This is also known as "correctness by construction": if you can build an instance of your type, if the constructor returns successfully, then you know that that instance satisfies certain properties (as an aside, I loathe the "create-then-init" idiom that was at one point, and is perhaps still for all I know, common among Java programmers). Providing for this becomes interesting when it comes to HTTP header names because, while they are commonly modeled (e.g. here, here, here & here) as strings, in fact the salient RFCs restrict them to a fairly small subset of ASCII. Furthermore, the RFCs state that they are case-insensitive: "Host", "host", and "HoSt" should all be considered as the same header.

hyper, quite sensibly, provides for creating instances of their HeaderName from strings or buffers of byte. An arbitrary Rust string, which is just a byte string that is guaranteed to be a valid UTF-8 encoding of text, cannot, by virtue of its type, be known to be a valid header name (to say nothing of an arbitrary array of byte). The constructors therefore validate their input, either panicking or returning an error result if the input does not meet their preconditions. In this way, type HeaderName is indeed correct by construction: if you successfully construct an instance, you are guaranteed that it's valid. Well & good.

And yet. If, at compile time, I wish to construct a HeaderName from the string "Host", I know that that is legitimate– why do I need to accept a possible panic or unwrap an error code? Yes, hyper offers a pre-defined header for "Host", since it's standard, but replace that with "X-My-Custom-Thing" (yes, yes, I'm aware of RFC 6648, this is just for the sake of argument). What if I could encode the preconditions into the type, and make the attempt to construct an invalid header name like "名字" into a compile-time error?

Enter dependent types. I introduced them in my posts on the lambda cube, albeit in a fairly abstract, formal way. In this post, I return to them, hopefully in a more practical, down-to-earth manner, and show how they can help us get closer to correctness with types.

In the next section, I'll discuss dependent types with a lot less type theory. Then I'll look at how to "reason" at the type level. Then, we'll look at modeling HTTP header names in Idris, a functional dependently-typed language I'm learning.

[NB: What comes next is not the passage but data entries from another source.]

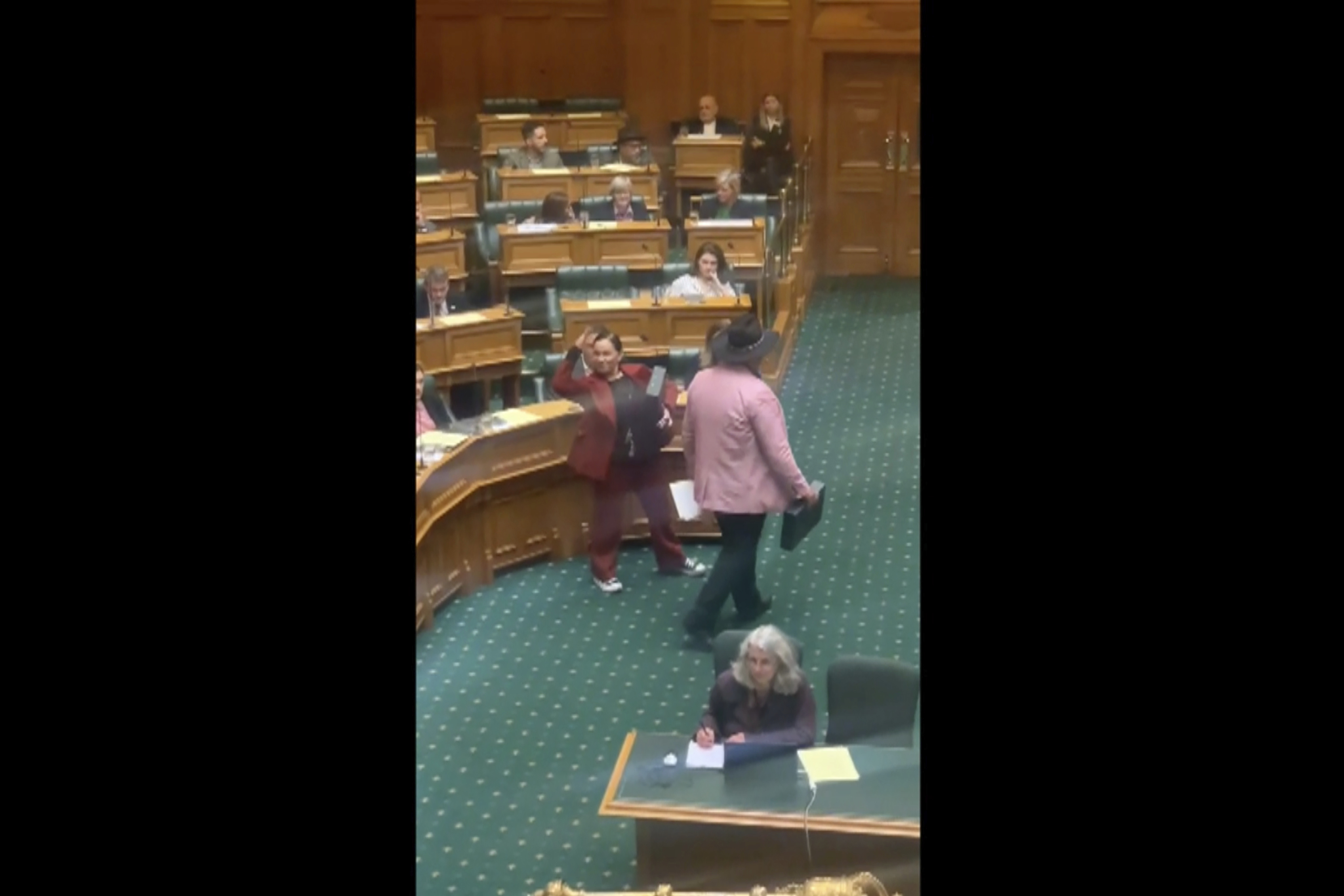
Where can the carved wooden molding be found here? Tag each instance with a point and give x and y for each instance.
(867, 22)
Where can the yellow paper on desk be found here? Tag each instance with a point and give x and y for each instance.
(515, 417)
(828, 763)
(441, 440)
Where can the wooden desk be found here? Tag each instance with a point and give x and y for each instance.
(533, 258)
(742, 246)
(672, 324)
(564, 131)
(449, 195)
(444, 249)
(717, 831)
(577, 183)
(425, 140)
(510, 496)
(474, 347)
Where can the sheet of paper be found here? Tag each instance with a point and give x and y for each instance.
(441, 440)
(828, 763)
(515, 417)
(683, 495)
(698, 757)
(464, 318)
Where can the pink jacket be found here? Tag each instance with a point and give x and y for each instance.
(737, 447)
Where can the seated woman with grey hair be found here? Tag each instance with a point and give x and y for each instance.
(764, 698)
(726, 201)
(620, 203)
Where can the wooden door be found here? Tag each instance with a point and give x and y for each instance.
(873, 164)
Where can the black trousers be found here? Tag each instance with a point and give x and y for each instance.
(733, 574)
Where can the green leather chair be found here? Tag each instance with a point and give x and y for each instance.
(426, 163)
(593, 104)
(871, 700)
(683, 365)
(508, 107)
(605, 154)
(542, 377)
(594, 281)
(492, 215)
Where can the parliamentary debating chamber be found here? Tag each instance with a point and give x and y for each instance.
(616, 199)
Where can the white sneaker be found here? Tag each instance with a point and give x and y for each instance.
(690, 567)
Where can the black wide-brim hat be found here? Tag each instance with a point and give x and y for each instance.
(744, 342)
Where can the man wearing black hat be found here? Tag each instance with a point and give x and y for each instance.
(737, 452)
(629, 146)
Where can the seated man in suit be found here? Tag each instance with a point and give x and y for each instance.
(709, 123)
(620, 205)
(435, 296)
(431, 413)
(535, 154)
(422, 225)
(725, 202)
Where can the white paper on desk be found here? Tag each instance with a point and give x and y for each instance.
(683, 495)
(464, 318)
(698, 757)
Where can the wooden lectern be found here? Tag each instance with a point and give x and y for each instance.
(448, 195)
(425, 136)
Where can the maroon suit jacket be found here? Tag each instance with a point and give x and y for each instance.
(596, 441)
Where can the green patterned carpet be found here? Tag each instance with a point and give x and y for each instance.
(526, 689)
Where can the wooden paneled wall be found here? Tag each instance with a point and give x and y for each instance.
(659, 56)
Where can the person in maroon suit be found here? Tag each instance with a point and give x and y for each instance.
(620, 449)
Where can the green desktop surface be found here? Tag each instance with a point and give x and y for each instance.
(887, 790)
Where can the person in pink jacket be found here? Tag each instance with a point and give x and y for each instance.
(737, 452)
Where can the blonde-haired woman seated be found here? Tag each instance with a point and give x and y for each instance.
(764, 698)
(705, 277)
(725, 203)
(620, 205)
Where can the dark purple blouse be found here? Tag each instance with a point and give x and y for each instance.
(783, 719)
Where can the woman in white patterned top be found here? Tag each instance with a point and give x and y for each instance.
(705, 281)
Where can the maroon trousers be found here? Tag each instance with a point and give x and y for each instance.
(650, 484)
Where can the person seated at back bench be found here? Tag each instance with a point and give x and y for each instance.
(620, 205)
(534, 154)
(725, 203)
(556, 210)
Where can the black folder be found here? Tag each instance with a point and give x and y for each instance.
(799, 519)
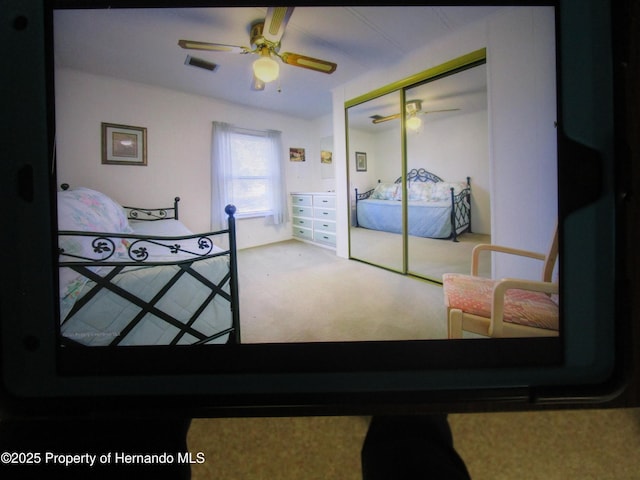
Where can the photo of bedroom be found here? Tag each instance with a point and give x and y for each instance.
(454, 115)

Dependent types are not well-known in the software development world because languages in common use in industry don't offer them. I'm going to describe them by relating them to things with which we're already familiar: terms and types. Terms are expressions in our language, and types serve to categorize them. Since we combine terms to compute, we might say that all of our programs, regardless of language, are made up of terms that depend on other terms.

int f(int x) {
  return x * 2;
      // -----
      // 👆 this is a term; its type is `int`
}

Now consider the following C++ function template:

template <typename T>
T f(T x);

f isn't a term that we can use in our program, not directly. We can only invoke f once we supply a template parameter, say int. f<int>() is now a function that we can invoke; we can take its address and generally make use of it in our program– it is a term. We might regard the function template f as a function from types to terms, and in that way we can say that f<int>() is a term that depends upon a type.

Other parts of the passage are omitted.